From all sides, bodies pressed against me, pushing the air from my lungs as I struggled to inhale anything, even the black smoke. We were nearing the doors when the crowd ahead stopped. Panic and bile rose in my throat as those behind us pressed into me, attempting to push through the bodies that blocked their way to freedom. I tried to breathe and my chest couldn’t expand. My ribs threatened to break with stabbing little cracks as the vise of flesh tightened.

The pressure and smoke started to take their toll and my vision shrank to a pinpoint while my lungs still fought to open. Then came a shriek a few paces in front of me and we were moving again. I gasped and staggered. As we stampeded forward like cattle, I was treading on something soft but I couldn’t bear to look down.

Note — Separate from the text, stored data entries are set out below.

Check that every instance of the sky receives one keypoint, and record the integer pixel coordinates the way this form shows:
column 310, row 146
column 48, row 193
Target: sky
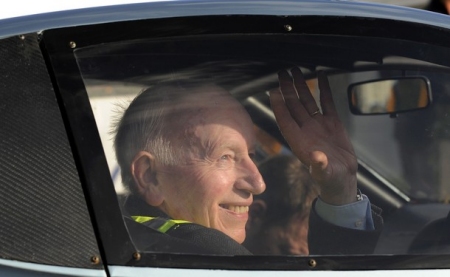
column 27, row 7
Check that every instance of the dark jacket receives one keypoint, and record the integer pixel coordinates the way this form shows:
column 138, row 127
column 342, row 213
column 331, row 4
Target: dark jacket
column 192, row 238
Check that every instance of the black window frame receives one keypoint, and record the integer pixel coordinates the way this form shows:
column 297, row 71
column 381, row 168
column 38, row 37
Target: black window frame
column 58, row 46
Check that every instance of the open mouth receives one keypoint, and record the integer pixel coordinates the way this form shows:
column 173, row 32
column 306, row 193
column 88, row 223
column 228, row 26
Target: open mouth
column 236, row 209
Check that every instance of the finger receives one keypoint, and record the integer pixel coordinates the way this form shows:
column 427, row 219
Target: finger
column 280, row 110
column 318, row 165
column 326, row 99
column 291, row 100
column 303, row 91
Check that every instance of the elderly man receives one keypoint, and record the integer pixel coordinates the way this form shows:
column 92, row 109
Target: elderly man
column 185, row 151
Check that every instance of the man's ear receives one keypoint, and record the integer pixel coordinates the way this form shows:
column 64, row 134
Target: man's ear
column 257, row 211
column 144, row 175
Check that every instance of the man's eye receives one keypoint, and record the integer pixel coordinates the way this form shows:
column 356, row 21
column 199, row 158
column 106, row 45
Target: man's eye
column 225, row 157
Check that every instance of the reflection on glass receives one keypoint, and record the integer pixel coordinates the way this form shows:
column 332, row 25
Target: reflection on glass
column 389, row 96
column 201, row 105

My own eyes glazed with blind fear and I was a part of the terrible beast that cried and moaned and couldn’t afford to stop or pity the fallen. The door was only a few dozen heads in front of me now, and I joined the push, getting closer and closer until I popped out and fell on my knees into snow dirtied by a hundred desperate bodies pushing free.

More bodies fell on top of me. I knew I had to scramble to my feet and get just far enough to where we became people again, not frightened creatures. A few feet from the entrance, I turned to look for Summer, but my legs were weak and I collapsed to a kneel facing the door. Greedily, I pulled as much of the dark, cold night air into my lungs as possible and then my mind turned back on and I registered the disaster happening in front of me.

My lip quivered and tears ran down my cheeks as I witnessed the pileup of bodies, girls like me but with wild, pleading eyes, stacked on top of each other as they flailed and fought to get free. Stuck, coughing, crying, and clawing, their voices yelped like small animals between calls for help.

Some of us ran to them, offering our hands and pulling with all our strength as our heels dug into the ice and snow, but for each victim we freed, another immediately appeared, wedging themselves between the others and fighting for the winter air.

I was still pulling on desperate arms and choking on the billowing black smoke that poured out from behind them when the firefighters arrived. They were firm but gentle, pushing us away so they could take over, and I walked in a daze to a snow bank where I sat and shivered, waiting for Summer.

A paramedic soon found me and treated me, telling me things about hypothermia and shock and smoke inhalation, but I kept my eyes on the door, now full of nothing but flames even as the torrents of water from fire hoses tried to put them out.

I wanted to tell Summer so many things. How I loved the way she wrinkled her nose up like a rabbit when she laughed. How I treasured all the nights we had texted back and forth until dawn, talking about school, friends, our futures. How I would never forget that time she sat for three hours, arms wrapped around me, while I cried under the bleachers when my father died. How I’d fallen in love with her slowly and all at once. But I’ll never get to tell her.

I didn’t go to the funeral. I couldn’t. And two months later, when a friend told me in a hushed voice that the autopsies were finally all done and the details available to be viewed, hoping to give me closure, I refused to read it. I didn’t want to know just what happened to the girl with the soft downy arms and apple cheeks.

Sometimes I’d say that I wished I’d been trapped back there with her, but it’s just a lie I like to tell myself. I was a part of that mindless beast, pressing blindly toward the air and life. I wanted to survive more than anything and I’ll always have to live with that.